Mars yüzeyi ile dünya yüzeyi arasındaki farkları ve sebep olduğu zorlukları şu şekilde sıralayabiliriz:

  • Atmosferik basınç Marsta 0.6 kPa’ dır. Dünyaya kıyasla (100kPa) çok düşük olan basınç, koruyucu giysiniz olmazsa kanınızdaki kanın kaynamasına sebep olur ve sizi kısa sürede öldürür.
  • Marsın kütlesi Dünyanın kütlesinin %38’i kadardır. Bu ise üçte bir oranında daha az yer çekimi demektir. Uzun süren yer çekimsizlik kasların zayıflamasına ve kemik erimesine sebep olmaktadır.

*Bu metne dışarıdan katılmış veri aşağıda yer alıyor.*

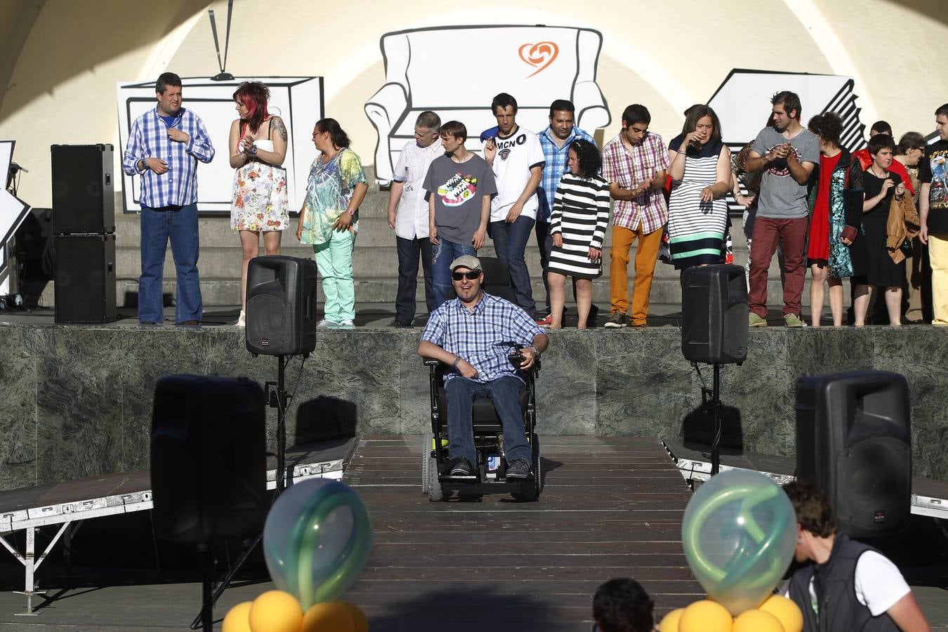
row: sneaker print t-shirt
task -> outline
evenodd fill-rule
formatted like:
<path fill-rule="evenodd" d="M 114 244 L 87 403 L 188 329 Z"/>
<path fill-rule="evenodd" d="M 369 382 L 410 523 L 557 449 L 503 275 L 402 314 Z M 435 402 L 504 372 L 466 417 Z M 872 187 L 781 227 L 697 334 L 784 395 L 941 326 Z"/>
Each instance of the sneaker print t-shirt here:
<path fill-rule="evenodd" d="M 919 182 L 927 182 L 928 232 L 948 234 L 948 140 L 939 140 L 925 148 L 919 161 Z"/>
<path fill-rule="evenodd" d="M 431 162 L 424 188 L 434 196 L 438 237 L 469 245 L 481 226 L 481 201 L 497 193 L 490 165 L 473 153 L 466 162 L 442 155 Z"/>

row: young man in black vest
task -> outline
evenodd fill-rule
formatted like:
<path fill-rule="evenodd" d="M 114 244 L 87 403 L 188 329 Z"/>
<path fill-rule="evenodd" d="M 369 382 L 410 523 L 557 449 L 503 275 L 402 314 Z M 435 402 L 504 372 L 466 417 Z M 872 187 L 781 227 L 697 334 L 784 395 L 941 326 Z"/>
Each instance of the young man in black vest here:
<path fill-rule="evenodd" d="M 793 555 L 810 562 L 787 590 L 803 612 L 804 632 L 931 630 L 899 569 L 872 547 L 836 533 L 822 490 L 794 480 L 783 491 L 796 512 Z"/>

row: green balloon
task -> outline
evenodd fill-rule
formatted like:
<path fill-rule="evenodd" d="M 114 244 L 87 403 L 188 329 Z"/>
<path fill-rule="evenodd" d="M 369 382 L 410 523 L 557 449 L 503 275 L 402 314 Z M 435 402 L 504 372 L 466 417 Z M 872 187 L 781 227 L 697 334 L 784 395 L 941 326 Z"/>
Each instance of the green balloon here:
<path fill-rule="evenodd" d="M 362 499 L 340 480 L 310 479 L 284 491 L 266 516 L 264 556 L 273 583 L 303 610 L 338 599 L 372 550 Z"/>
<path fill-rule="evenodd" d="M 682 543 L 708 596 L 738 615 L 757 607 L 790 566 L 796 517 L 776 483 L 750 470 L 712 477 L 691 497 Z"/>

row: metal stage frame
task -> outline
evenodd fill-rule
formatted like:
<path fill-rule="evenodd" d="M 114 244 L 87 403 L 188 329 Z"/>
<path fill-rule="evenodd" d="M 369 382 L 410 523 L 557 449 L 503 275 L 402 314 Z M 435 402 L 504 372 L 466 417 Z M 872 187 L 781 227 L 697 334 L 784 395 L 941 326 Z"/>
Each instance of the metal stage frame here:
<path fill-rule="evenodd" d="M 711 478 L 710 448 L 696 450 L 668 440 L 664 440 L 662 445 L 685 480 L 703 481 Z M 720 471 L 725 470 L 753 470 L 783 485 L 796 478 L 796 460 L 725 448 L 720 456 Z M 912 513 L 948 519 L 948 481 L 913 478 Z"/>
<path fill-rule="evenodd" d="M 341 479 L 344 462 L 355 446 L 356 438 L 349 438 L 290 448 L 286 457 L 292 472 L 287 472 L 288 478 L 294 481 L 318 478 Z M 266 488 L 274 490 L 277 470 L 274 460 L 269 461 L 272 469 L 266 472 Z M 36 589 L 36 572 L 61 539 L 68 543 L 85 520 L 147 511 L 152 504 L 149 470 L 0 492 L 0 544 L 23 565 L 26 575 L 23 590 L 26 611 L 15 614 L 39 614 L 33 608 L 33 597 L 46 591 Z M 59 526 L 56 534 L 37 555 L 36 530 L 54 526 Z M 21 531 L 26 532 L 22 553 L 9 539 Z"/>

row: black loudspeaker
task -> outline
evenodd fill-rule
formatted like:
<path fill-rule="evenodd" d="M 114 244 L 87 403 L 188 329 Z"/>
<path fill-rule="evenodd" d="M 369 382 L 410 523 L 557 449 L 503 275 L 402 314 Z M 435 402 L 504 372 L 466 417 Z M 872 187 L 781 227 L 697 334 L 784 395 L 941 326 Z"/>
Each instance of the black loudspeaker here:
<path fill-rule="evenodd" d="M 112 145 L 53 145 L 53 232 L 116 230 Z"/>
<path fill-rule="evenodd" d="M 707 364 L 740 364 L 747 357 L 744 268 L 705 265 L 682 273 L 682 353 Z"/>
<path fill-rule="evenodd" d="M 56 235 L 56 322 L 116 319 L 116 236 Z"/>
<path fill-rule="evenodd" d="M 167 375 L 155 387 L 152 493 L 155 534 L 198 544 L 263 531 L 266 424 L 256 382 Z"/>
<path fill-rule="evenodd" d="M 264 355 L 316 349 L 316 262 L 256 257 L 246 270 L 246 348 Z"/>
<path fill-rule="evenodd" d="M 796 382 L 796 476 L 823 489 L 852 537 L 901 531 L 911 512 L 908 384 L 850 371 Z"/>

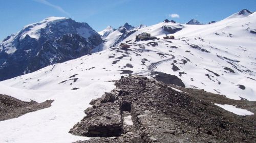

  • Mars yüzeyi çok soğuktur. Ortalama sıcaklık -5 derece ile -87 derece arsında seyretmektedir.
  • Marsta su çok az bulunur. Bu durumu astronotların suyunun çoğunu Dünyadan getirecekleri anlamına geliyor. Fakat bu da uzay aracının çok ağır olmasına ve yukarıda bahsettiğimiz yolculukla ilgili birtakım sıkıntılara sebep olacaktır
  • Manyetosferin olmaması nedeniyle güneş parçacıkları ve kozmik ışınlar Mars yüzeyine kolayca ulaşabilir
  • Mars atmosferi %95 oranında karbondioksitten oluşur. Oksijen ise demir oksit halinde toprakta bulunur. Bu oksijeni ayrıştırmak çok zor bir iştir. Bu yüzden astronotlar oksijenini Dünyadan getirmek zorunda.
  • Mars toprağında toksin bir madde olan klor bulunuyor. Bu durum meyve sebze ekiminin Mars toprağında yapılamayacağı anlamına geliyor

Marsın daha belirtmediğimiz birçok zorluğu var. İnsanlık bu şartlar altında tarihinin en büyük zaferini elde edebilecek mi? İleriki yıllarda göreceğiz.